Within his letter, which you can read in its entirety online here, Gates outlines the efforts in Global Health, Global Development, and a dedicated U.S. education Program. In health, he provides insight in a program that accounts for 50% of the spending of the Foundation and concentrates on 20 diseases, such as "diarrheal diseases (including rotavirus), pneumonia, and malaria—which mostly kill kids—and AIDS and TB, which mostly kill adults."
"With a handful of new vaccines, we should be able to save a year of a person's life for well under $100. If we waste $500,000, we are wasting 5,000 years of life. This is the kind of trade-off I ask our employees to consider when they are deciding which areas to get involved in and which grants to make," Gates writes.
There is also the Global Development program, trying to address rural development and starvation. "About 2.5 billion people live on less than $2 a day. More than 900 million suffer from chronic hunger, and most of them live in rural areas of developing countries," according to Gates. "This is why the foundation added our Global Development Program to complement the Global Health group two years ago. We are working in areas like financial services, including savings and insurance. Our biggest investment is in improving agricultural output, another area where innovations have made a huge difference for millions of people but have not reached the poorest, especially in Africa and South Asia."
He hopes that "new seeds and other inputs like fertilizer allow a farmer to increase a farm's output significantly, instead of just growing enough food to subsist. This innovation is just as important as developing and delivering vaccinations."

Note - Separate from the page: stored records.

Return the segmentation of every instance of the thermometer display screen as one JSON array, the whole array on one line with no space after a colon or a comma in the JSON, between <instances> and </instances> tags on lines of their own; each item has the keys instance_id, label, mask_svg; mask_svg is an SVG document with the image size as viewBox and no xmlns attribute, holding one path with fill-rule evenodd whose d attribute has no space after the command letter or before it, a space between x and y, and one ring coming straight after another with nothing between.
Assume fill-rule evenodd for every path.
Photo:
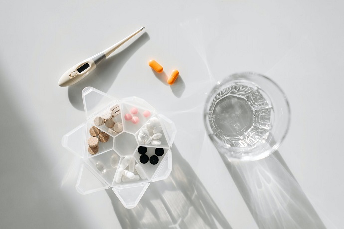
<instances>
[{"instance_id":1,"label":"thermometer display screen","mask_svg":"<svg viewBox=\"0 0 344 229\"><path fill-rule=\"evenodd\" d=\"M90 67L90 65L88 64L88 63L86 63L84 64L83 65L82 65L81 67L79 68L78 69L78 72L79 72L79 73L81 73L82 72L85 71L87 68Z\"/></svg>"}]
</instances>

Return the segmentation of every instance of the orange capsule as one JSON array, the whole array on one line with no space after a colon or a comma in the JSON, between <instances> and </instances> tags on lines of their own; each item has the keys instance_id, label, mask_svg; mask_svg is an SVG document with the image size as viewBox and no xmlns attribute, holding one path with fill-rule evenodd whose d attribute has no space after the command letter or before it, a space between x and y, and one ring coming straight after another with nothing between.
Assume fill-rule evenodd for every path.
<instances>
[{"instance_id":1,"label":"orange capsule","mask_svg":"<svg viewBox=\"0 0 344 229\"><path fill-rule=\"evenodd\" d=\"M163 67L154 60L150 60L148 64L157 72L160 73L163 71Z\"/></svg>"},{"instance_id":2,"label":"orange capsule","mask_svg":"<svg viewBox=\"0 0 344 229\"><path fill-rule=\"evenodd\" d=\"M179 76L179 71L176 69L173 69L171 74L170 74L170 77L167 79L167 83L170 85L174 83L175 80Z\"/></svg>"}]
</instances>

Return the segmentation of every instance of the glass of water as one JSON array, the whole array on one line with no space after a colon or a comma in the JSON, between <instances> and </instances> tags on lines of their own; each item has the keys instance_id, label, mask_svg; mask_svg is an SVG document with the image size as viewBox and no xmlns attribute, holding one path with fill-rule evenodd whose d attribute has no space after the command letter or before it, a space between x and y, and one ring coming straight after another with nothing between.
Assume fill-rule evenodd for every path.
<instances>
[{"instance_id":1,"label":"glass of water","mask_svg":"<svg viewBox=\"0 0 344 229\"><path fill-rule=\"evenodd\" d=\"M252 161L276 151L289 126L287 98L273 81L245 72L225 78L212 89L204 108L208 134L232 160Z\"/></svg>"}]
</instances>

The U.S. Program is aimed at improving education to "help reduce inequity". Gates not only shares what is being done now, what is being funded, but also what has been achieved already, such as this: "Lee High School, Houston, Texas. But a few of the schools that we funded achieved something amazing. They replaced schools with low expectations and low results with ones that have high expectations and high results. These schools are not selective in whom they admit, and they are overwhelmingly serving kids in poor areas, most of whose parents did not go to college. Almost all of these schools are charter schools that have significantly longer school days than other schools."
Reading through the activities of the world's best-financed charity is an amazing eye-opener of what can be done with enough resources and dedication. One can only hope that the effort pays off and the results of Gates' new journey will be as significant as the ones he achieved with Microsoft. Even if it is Gates' choice to spend his time with his charity and many would be willing to change roles with him, his work should not be taken for granted. There is no better way that Gates could allocate his time or spend his wealth. It makes me think about other sparkling executives and company founders in the IT industry. Especially those who continue mentioning how they will save the planet by driving a hybrid/electric car, but then spend their fortune on yachts and jets.
So with that thought in mind: Thank you, Bill Gates.